FREDERICK, Md. (AP) -- Vintage suitcases, an accordion, glass bottles and jars, birdbaths and a 1950s telephone, shelving and tables, a Victorian love seat and hundreds of women jostling through the old barn, looking for treasures and pulling aside girlfriends to muse at their finds.

A barn sale takes place at Chartreuse & Co. on the third weekend of each month, year-round.

"We restock every day," said owner Virginia Crum. "The really hard-core fans wanna be here the first day."

On a rare February day when it was 70-some degrees, migratory shoppers flocked to Chartreuse, tracking in farm mud as they walked through a field from one building to the next, searching for goodies.

But when it was about 15 degrees in January, Chartreuse was just as busy, Crum said.

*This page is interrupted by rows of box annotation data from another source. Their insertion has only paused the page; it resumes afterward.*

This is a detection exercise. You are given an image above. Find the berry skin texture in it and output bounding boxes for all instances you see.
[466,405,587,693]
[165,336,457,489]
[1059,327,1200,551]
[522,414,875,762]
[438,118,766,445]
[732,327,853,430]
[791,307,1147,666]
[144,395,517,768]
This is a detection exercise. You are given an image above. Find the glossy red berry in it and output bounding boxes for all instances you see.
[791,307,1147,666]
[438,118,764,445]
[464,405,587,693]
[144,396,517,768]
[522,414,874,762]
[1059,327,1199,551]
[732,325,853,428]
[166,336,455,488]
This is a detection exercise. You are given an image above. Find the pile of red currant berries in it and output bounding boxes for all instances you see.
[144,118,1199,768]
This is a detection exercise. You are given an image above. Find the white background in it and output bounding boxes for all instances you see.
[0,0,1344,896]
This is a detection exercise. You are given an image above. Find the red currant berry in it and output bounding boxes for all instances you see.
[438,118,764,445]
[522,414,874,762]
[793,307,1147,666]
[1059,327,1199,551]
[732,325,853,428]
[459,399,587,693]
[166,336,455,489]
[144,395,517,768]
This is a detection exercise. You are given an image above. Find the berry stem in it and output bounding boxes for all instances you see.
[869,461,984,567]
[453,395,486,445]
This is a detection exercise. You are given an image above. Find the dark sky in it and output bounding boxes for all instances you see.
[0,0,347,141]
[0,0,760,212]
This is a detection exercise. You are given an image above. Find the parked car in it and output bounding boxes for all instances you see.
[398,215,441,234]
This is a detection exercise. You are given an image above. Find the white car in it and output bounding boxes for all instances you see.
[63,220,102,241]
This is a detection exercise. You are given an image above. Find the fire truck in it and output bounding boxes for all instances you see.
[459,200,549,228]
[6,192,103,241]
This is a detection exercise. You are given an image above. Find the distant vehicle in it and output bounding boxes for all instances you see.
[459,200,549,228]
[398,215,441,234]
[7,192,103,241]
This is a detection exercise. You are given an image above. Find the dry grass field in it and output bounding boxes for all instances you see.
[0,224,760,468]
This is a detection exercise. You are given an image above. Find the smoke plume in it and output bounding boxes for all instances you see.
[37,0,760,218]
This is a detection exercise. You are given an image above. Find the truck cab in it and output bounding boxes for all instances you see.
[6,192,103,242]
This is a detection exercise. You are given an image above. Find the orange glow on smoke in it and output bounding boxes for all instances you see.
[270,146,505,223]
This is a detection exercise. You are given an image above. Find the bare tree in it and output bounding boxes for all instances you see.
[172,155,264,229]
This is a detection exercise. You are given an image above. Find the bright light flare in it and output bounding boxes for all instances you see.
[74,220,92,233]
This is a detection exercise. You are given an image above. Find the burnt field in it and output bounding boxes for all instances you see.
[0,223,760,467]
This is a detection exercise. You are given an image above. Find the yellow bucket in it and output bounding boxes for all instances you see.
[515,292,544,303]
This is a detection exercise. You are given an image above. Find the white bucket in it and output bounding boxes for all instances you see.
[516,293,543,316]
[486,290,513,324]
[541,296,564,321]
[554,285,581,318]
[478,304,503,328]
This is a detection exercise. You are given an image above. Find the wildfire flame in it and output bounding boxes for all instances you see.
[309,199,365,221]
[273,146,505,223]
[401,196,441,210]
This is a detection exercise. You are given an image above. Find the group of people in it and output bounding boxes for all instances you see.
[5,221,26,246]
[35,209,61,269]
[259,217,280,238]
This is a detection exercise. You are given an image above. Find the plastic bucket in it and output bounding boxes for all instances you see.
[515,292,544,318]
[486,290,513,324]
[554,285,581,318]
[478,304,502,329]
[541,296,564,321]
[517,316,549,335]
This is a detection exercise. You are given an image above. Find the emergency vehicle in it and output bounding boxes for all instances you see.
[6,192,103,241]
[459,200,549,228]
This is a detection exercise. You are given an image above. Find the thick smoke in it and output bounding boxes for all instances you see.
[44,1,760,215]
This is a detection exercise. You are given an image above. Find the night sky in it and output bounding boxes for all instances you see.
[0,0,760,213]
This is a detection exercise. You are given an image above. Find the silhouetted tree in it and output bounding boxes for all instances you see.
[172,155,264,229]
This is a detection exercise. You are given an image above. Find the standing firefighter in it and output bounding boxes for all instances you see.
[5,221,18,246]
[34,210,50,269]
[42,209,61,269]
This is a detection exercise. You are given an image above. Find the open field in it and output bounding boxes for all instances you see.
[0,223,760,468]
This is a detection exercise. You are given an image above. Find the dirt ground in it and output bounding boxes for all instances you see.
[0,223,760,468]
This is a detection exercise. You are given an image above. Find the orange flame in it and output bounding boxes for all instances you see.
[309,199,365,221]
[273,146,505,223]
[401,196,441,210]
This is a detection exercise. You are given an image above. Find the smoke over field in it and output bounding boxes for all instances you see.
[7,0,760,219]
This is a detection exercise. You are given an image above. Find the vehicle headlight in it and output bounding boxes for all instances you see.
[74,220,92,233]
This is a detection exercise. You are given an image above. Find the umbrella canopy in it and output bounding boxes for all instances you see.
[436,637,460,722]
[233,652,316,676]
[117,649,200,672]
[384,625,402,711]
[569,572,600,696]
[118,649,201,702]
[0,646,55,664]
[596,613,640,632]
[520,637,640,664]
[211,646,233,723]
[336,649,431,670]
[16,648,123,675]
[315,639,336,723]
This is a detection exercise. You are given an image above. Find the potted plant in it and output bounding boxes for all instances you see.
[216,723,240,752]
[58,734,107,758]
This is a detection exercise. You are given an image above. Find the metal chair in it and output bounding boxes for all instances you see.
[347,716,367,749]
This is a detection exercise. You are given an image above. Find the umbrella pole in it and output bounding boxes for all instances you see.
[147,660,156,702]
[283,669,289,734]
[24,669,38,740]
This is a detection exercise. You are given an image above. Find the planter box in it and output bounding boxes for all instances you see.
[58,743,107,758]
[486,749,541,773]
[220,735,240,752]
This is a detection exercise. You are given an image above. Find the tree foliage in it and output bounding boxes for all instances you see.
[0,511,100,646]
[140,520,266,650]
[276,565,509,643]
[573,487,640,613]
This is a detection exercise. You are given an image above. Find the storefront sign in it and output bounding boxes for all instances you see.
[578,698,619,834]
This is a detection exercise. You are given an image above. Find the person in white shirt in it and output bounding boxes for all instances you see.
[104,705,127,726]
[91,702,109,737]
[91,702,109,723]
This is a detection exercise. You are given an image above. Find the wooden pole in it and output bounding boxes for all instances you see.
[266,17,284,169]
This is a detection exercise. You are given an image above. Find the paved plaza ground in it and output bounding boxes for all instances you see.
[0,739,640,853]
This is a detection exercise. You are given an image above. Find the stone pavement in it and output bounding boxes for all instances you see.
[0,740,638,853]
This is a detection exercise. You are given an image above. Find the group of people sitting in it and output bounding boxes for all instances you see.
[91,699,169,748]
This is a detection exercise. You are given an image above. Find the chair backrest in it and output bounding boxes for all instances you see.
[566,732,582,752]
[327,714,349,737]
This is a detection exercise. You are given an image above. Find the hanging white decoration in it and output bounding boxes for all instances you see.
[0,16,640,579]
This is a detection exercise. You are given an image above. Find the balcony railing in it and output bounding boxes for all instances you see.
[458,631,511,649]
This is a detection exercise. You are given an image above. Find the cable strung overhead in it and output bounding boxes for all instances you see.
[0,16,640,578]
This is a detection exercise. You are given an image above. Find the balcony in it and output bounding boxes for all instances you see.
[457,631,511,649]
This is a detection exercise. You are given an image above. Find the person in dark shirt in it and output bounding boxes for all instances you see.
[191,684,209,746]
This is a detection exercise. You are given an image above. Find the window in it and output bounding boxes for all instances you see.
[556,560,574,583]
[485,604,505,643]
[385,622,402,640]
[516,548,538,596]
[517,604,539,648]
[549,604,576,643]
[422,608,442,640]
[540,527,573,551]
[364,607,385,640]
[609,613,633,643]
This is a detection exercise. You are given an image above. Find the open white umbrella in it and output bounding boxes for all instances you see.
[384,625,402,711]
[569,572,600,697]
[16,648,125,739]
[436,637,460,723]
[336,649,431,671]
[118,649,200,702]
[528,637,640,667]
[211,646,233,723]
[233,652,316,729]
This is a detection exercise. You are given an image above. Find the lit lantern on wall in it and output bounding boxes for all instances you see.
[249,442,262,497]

Located on Buckeystown Pike, Chartreuse is year-round yard-saling made easy. Someone already did all the work. Think of it as a highly selective flea market, where vendors are selected for their creativity and ability to decorate. The space is filled primarily with vintage items but — be it furniture or fixtures — they're in great shabby-chic condition.

Among the retro is a hint of modern — re-stylized pieces that have been turned into rusted iron art or painted pictured frames, and storage bins and boxes aplenty — wooden boxes, mail sorters, drawers from library card catalogs, wire bins and baskets.

Items with a little more wear are located inside a separate barn nearby, and still more items — random doors and shutters and pieces of furniture — are in a small, open shed.

Crum's grandparents bought the Buckeystown property in 1942, and she would visit the red-brick farmhouse each summer as a girl.

"We loved being at Grandma's," she remembered.

In 2001, Crum bought three acres and the house, where she lives with her family.

"Most of these beautiful old barns ... are just falling," Crum said. "And it's just tragic."

She wanted to see the old dairy barn preserved rather than torn down, though she hadn't imagined it becoming a place to shop, drawing people from Washington and Virginia for the weekend tag sales.

"I've always had an affinity for vintage things and reclaiming things, (and) decorating," she said.

Before it was called Chartreuse (Crum's favorite color), tag sales were held in the yard with friends, the barn acting as a storage place. "It was just this little thing.

"It wasn't old toys and videotapes. It was great stuff. We got a following of people who would always look for the signs" in the yard.

"It's just grown from there ... almost overwhelming by word-of-mouth."

For a while, they held sales sporadically but then locked in a monthly weekend event.

More than a dozen vendors set up shop within the walls of the Chartreuse barn, each booth a mini world accented by the seller's style.

"It's a fun, creative group of women. We all come pouring in with all this stuff we worked on and found" the week leading up to the opening.

"When you walk in, it's not just this place to shop," Crum said. "There's an indescribable energy."